Figure 3. Frequency distribution of the number of subordinate taxa at different taxonomic
levels. For display purposes we present only the data for Animalia; lines and test statistics are from
a regression model fitted with a power function.
Figure 1
Figure 2
Figure 3
Fig. S1. Completeness of the higher taxonomy of kingdoms of life on Earth. Columns 1 to 6 indicate the temporal
accumulation of the number of taxa at each taxonomic rank (blue lines). The horizontal red lines indicate the consensus
mean on the number of taxa (see Methods). The plots on the far right show the relationship between the number of taxa
and the numerical rank (y-axis is in double log10). Vertical red areas indicate the 95% prediction interval on the number
of species. Blue symbols indicate the currently cataloged number of taxa and red symbols the consensus mean. Where
only blue symbols are shown the catalogued and consensus means overlapped. Note that predictions of the number of
species are based on weighted averages of multiple models (see Methods).
Cont. Fig. S1. Completeness of the higher taxonomy of kingdoms of life in the ocean.
Fig. S2. Sensitivity analysis. One potential caveat in our approach is the degree to which estimations of the number of
species may change if higher taxonomy changes. To test this effect we performed a sensitivity analysis in which the
number of species was calculated after altering the number of higher taxa. We used Animalia as a test case.
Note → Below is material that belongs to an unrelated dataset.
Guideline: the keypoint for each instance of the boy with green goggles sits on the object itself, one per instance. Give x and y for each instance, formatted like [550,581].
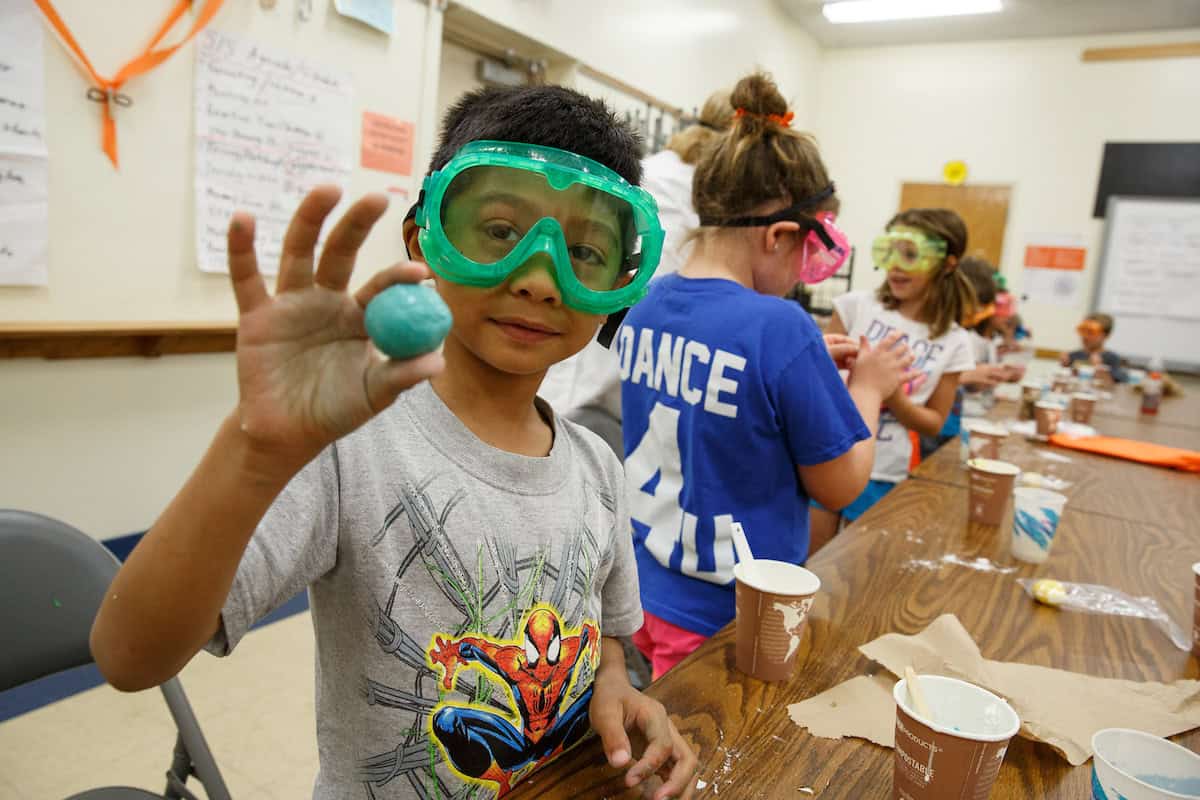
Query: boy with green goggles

For each
possible combination of taxonomic levels, we chose a random proportion of taxa from 10 to 100% of the current
number of taxa and recalculated the number of species using the method described in this paper. The approach was
repeated 1000 times and the average and 95% confidence limits of the simulations are shown as points and dark areas,
respectively. Light gray lines and boxes indicate the currently estimated number of species and its 95% prediction
interval, respectively. Our current estimation of the number of species appear remarkably robust to changes in higher
taxonomy. As noted, results were only sensitive to changes in the number of phyla, and only when this number changed
by over 50% relative to the number of currently described phyla. For all other taxonomic levels, expected changes led to
predictions that remain within the confidence intervals of the currently estimated number of species.